The intracellular Cl⁻ activity was determined in rat kidney proximal tubular cells in vivo, using single-barreled Cl⁻ sensitive microelectrodes filled with Corning no. 477913 liquid ion exchanger resin to measureV _Cl and using — in separate experiments — conventional KCl-filled microelectrodes to measure the membrane potential,V _m. After correction for interference from other anions onV _Cl the intracellular Cl⁻ activity averaged 13.1 mmol·l⁻¹ SD±4.5 mmol·l⁻¹ (n=96).
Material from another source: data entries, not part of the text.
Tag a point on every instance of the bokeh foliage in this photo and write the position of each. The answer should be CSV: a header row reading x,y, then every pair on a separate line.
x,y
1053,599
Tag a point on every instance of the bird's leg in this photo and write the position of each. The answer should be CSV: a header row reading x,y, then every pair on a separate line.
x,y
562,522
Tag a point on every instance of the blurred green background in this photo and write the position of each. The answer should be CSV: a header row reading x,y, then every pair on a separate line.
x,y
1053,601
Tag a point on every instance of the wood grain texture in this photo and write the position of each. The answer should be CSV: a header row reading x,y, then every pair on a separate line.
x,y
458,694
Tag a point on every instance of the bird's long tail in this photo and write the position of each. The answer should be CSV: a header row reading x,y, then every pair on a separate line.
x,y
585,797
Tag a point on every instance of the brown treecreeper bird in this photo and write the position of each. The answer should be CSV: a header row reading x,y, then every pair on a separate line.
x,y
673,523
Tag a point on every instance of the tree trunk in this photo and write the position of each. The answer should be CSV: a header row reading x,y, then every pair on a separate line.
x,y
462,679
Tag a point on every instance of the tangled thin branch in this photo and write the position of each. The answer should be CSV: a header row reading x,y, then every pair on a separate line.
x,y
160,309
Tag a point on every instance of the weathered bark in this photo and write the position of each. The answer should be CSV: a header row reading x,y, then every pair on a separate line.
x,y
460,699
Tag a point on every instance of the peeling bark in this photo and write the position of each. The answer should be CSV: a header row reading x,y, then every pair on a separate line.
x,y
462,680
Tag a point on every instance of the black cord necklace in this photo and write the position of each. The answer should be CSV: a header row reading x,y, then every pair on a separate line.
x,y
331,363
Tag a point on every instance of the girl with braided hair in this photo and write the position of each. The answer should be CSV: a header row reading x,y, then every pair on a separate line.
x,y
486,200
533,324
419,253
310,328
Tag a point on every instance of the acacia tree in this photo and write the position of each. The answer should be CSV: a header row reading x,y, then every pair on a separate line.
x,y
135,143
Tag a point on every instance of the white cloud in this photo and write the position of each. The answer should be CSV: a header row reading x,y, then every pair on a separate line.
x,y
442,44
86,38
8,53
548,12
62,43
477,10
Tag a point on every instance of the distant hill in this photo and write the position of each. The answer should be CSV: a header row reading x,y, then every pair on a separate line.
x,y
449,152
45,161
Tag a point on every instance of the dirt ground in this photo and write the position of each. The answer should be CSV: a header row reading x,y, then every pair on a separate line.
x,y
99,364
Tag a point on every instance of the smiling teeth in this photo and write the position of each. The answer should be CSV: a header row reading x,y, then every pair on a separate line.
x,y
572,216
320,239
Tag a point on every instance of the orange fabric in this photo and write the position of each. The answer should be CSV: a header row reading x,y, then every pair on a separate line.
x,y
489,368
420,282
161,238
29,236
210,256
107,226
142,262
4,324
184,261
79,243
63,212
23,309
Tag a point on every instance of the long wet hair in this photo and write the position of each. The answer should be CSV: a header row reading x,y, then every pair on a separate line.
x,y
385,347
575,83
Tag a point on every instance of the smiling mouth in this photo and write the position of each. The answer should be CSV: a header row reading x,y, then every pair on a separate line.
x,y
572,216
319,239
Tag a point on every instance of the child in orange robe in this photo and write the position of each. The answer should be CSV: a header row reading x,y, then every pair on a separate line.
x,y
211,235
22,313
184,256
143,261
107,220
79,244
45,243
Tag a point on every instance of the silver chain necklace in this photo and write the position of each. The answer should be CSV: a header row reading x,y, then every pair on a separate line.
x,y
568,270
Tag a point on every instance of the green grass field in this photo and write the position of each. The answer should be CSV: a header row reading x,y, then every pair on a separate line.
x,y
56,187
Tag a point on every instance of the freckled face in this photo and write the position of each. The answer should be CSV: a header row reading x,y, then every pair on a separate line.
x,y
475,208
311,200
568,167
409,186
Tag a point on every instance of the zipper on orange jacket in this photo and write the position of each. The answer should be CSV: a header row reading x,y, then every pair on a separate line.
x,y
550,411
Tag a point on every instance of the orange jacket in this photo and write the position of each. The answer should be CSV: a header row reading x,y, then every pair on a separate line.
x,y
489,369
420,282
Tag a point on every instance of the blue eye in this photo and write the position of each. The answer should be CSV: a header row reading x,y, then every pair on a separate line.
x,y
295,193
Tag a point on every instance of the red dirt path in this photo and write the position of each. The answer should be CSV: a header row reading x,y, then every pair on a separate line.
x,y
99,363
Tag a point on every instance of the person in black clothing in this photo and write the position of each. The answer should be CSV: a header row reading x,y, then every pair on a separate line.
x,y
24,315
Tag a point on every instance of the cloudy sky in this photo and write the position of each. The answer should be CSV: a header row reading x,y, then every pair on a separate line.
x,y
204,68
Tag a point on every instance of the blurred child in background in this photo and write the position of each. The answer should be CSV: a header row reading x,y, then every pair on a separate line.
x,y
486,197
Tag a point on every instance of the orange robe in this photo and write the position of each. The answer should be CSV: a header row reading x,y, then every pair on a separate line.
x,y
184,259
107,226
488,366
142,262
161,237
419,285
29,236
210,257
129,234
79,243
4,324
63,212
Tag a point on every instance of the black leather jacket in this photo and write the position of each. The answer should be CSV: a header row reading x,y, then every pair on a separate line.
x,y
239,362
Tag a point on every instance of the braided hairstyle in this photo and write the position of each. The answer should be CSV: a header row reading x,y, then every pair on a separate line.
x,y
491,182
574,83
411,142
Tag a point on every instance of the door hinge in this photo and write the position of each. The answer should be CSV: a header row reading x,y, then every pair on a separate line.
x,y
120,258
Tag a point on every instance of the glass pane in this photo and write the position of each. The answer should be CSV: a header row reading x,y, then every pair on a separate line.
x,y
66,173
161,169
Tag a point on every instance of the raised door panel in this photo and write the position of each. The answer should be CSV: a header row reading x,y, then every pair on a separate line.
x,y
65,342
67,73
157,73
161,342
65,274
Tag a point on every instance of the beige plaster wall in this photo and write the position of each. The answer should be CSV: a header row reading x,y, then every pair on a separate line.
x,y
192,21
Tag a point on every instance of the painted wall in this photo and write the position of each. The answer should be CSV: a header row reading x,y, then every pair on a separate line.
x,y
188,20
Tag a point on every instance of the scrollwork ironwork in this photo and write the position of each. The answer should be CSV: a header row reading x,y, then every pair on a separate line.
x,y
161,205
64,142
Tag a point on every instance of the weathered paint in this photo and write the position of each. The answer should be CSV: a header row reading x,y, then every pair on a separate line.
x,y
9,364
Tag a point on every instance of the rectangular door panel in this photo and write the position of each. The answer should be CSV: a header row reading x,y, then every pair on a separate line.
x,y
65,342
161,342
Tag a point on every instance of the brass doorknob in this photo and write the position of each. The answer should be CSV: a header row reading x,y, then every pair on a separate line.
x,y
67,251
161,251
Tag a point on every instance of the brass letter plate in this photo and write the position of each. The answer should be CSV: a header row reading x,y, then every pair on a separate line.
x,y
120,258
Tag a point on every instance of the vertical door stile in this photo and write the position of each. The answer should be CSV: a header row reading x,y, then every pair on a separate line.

This value is approximately two-fold higher than the intracellular equilibrium activity which can be calculated from the extracellular Cl⁻ activity of 90–103 mmol·l⁻¹ andV _m of −71.2 mV, SD±4.9 mV (n=23) to amount to 6.3 to 6.7 mmol·l⁻¹. Since both cell membranes are permeable for Cl⁻ ions, as concluded from luminal and/or peritubular Cl⁻ substitution experiments, we conclude that the cellular Cl⁻ accumulation above equilibrium results from transcellular active Cl⁻ transport, the detailed mechanism of which is presently not known. From the slow decline of intracellular Cl⁻ concentration after substitution of luminal Cl⁻ by gluconate, however, we deduce that transcellular Cl⁻ absorption is of minor importance in surface tubules of rat kidney under free flow and that the major part of transtubular Cl⁻ flux is passive and paracellular.